City Council Overrules ARB’s Approval of Bank Property Townhomes

by | Nov 13, 2015 | Government

By Susan Larson

Fredericksburg City Council voted 6 – 1 November 10, 2015, to suspend the Architectural Review Board’s (ARB) approval of developer Mike Adams’ plan to build seven, four-story townhouses in the 300 block of George Street in downtown Fredericksburg. The property is adjacent to the historic National Bank Building.

The Historic Fredericksburg Foundation (HFFI) encouraged the change in a November 9 email to supporters. “We at the Historic Fredericksburg Foundation, Inc. (HFFI) feel this project is too large and out of scale for the historic area where it is to be located,” the group said.

City Attorney Kathleen Dooley crafted the resolution, which said ARB’s approval of the George Street Brownstones exceeded its authority to implement Historic District regulations and its decision was invalid.
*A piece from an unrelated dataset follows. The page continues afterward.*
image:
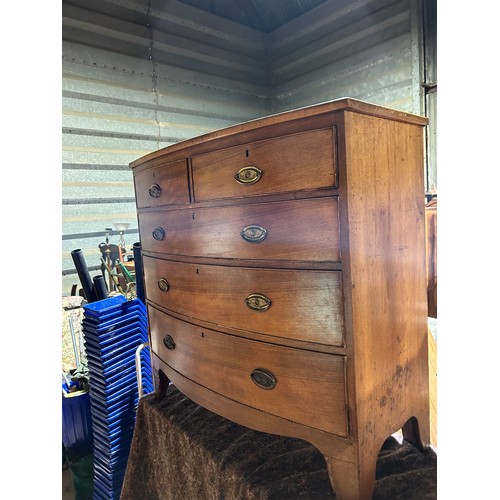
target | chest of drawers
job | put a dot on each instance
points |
(284, 270)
Councilor Brad Ellis (Ward 1) cast the dissenting vote, concerned that the city could be sued. “We’re telling future investors we have a process in place they have to follow, but hey, it can change,” he said.

“I think the message that we’re sending the community is that we do value our heritage,” said Councilor Kerry Devine (At-Large). “That’s a message I would like to send loud and clear.”
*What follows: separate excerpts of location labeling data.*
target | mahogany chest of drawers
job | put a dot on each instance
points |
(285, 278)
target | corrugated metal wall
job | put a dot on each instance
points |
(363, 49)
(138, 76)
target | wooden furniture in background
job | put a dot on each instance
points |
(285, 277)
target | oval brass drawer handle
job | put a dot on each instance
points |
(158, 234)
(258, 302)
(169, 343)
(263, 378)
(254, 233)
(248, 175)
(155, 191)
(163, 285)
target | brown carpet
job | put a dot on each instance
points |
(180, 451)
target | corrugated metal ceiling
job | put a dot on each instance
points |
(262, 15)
In a letter to City Council opposing the project, John Hennessy, chief historian and chief of interpretation at Fredericksburg and Spotsylvania National Military Park, said the intersection of Princess Anne Street and George Street, where the historic National Bank Building is located, is “at the heart of Fredericksburg’s historic identity.”

Councilor Matt Kelly (At-Large) agreed. He said suspension of ARB’s approval was the right thing to do, even if there are legal ramifications.
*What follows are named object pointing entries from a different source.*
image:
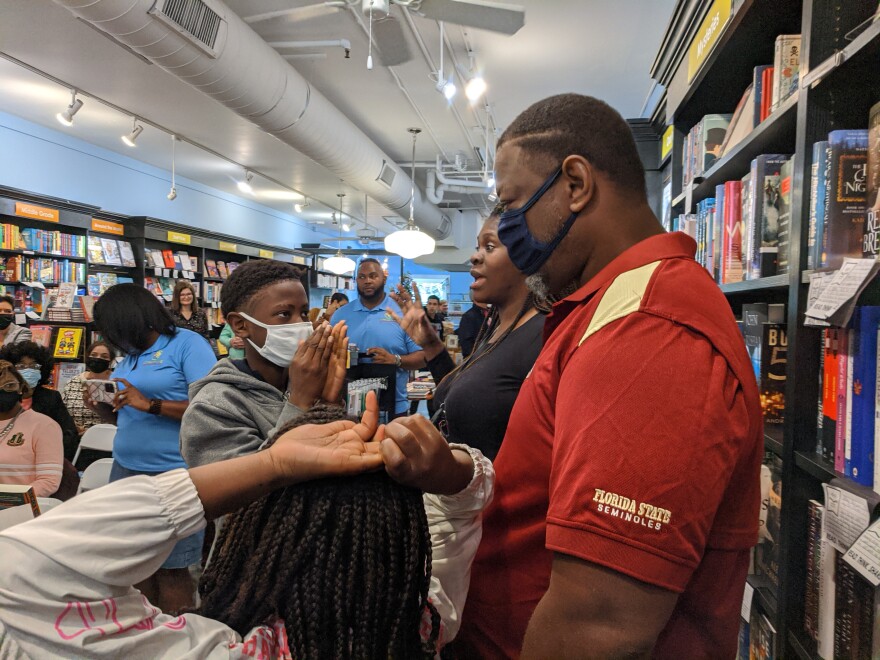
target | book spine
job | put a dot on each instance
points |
(814, 560)
(847, 438)
(866, 324)
(840, 402)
The National Bank Building is on the National Register of Historic Places and the Virginia Landmarks Register. U.S. President Abraham Lincoln and Confederate President Jefferson Davis both spoke from the bank building’s steps during the Civil War. Union troops used the building as a headquarters.

Council plans to discuss the project with Adams during the December 8 City Council meeting.